Outro dos problemas que não vejo ninguém aflorar e esmiuçar é o que diz respeito à sanidade psíquica de quem desempenha as funções públicas mais importantes no país. Contrariamente ao que acontece, por exemplo, com cada candidato a piloto duma empresa de transportes aéreos, que “só” será responsável, em cada voo, pela vida e segurança de algumas centenas de pessoas, e cuja efectiva admissão como piloto é obrigatoriamente condicionada pelos resultados dos múltiplos exames a que antes é sujeito, entre os quais os que dizem respeito ao seu perfil psíquico e à sua personalidade – ao passo que um primeiro-ministro (PM), que opta por determinadas políticas públicas e toma decisões que podem afectar imenso a vida, e por vezes prejudicar muito e das formas mais diversas milhões de cidadãos, apesar disso é sistematicamente eleito e toma posse sem que a sua sanidade psíquica e a sua personalidade hajam sido jamais testadas e avaliadas por técnicos dos mais competentes que houver.

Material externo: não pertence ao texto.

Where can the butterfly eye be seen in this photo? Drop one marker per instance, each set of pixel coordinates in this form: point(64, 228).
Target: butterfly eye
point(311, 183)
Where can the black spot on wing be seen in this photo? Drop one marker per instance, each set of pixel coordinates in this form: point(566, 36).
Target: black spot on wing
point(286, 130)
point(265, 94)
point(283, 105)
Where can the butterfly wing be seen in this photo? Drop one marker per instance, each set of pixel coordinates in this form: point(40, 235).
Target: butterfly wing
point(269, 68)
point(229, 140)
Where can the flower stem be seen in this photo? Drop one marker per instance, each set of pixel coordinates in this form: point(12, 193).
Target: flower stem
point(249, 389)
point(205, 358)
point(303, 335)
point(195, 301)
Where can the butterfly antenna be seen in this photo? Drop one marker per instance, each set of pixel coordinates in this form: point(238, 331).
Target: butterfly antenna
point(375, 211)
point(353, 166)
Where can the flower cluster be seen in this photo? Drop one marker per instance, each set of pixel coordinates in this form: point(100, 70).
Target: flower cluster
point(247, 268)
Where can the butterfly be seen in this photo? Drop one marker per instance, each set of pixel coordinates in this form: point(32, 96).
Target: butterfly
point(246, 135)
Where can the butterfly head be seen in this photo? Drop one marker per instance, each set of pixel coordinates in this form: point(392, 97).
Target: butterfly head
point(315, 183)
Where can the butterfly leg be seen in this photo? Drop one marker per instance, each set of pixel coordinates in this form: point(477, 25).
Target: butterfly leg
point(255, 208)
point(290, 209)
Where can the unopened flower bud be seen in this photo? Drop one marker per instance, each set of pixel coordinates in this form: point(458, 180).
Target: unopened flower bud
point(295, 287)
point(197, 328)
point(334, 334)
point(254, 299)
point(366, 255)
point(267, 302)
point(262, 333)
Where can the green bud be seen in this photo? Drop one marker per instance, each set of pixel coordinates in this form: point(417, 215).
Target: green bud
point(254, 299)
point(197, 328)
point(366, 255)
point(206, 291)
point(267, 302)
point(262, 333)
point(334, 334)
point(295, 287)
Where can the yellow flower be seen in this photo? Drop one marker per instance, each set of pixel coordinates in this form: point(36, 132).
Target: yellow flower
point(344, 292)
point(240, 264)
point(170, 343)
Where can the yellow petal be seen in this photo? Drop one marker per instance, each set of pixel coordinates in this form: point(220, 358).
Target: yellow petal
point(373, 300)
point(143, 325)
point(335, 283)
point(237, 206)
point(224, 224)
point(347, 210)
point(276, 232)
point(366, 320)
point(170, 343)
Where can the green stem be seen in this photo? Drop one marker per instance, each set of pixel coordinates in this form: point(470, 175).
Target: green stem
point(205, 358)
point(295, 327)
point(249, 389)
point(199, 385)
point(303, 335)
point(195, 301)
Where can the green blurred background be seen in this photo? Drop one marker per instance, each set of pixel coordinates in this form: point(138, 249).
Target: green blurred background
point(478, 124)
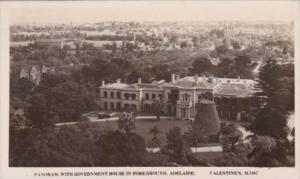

Em Outubro de 2010, quando o PM era José Sócrates e numerosos portugueses já se tinham apercebido do tipo de pessoa que ele é e o que andava a fazer – embora, espantosamente, nem o tão hábil e sagaz António Costa nem os outros dirigentes do PS tivessem dado sinais de o haver enxergado –, escrevi e tentei que fosse publicado um texto de opinião a esse respeito, mas o jornal para o qual o enviei preferiu silenciar-me. Esse meu texto, a que dei o título “O Grande Mal”, começava assim: «Não é coisa fácil entender se Sócrates devia ser apeado e afastado do poder por razões do foro político, do foro jurídico ou do foro psíquico. Qualquer destas poderia constituir fundamento bastante para o afastar. Só uma coisa parece inequívoca: é vital, e urgente, que Portugal deixe de estar à mercê de semelhante criatura – seja lá como for. Cada semana a mais sob a sua perniciosa influência pode representar anos de perdas e de degradação para o país e para o regime. De resto, a hecatombe financeira de que este PM foi o maior responsável até poderá ser dos males menos difíceis de recuperar que temos pela frente. Bem pior do que isso são as várias ‘metástases’ e o clima malsão que ele gerou, e que passaram a afectar-nos em todos os domínios da vida nacional. (…)»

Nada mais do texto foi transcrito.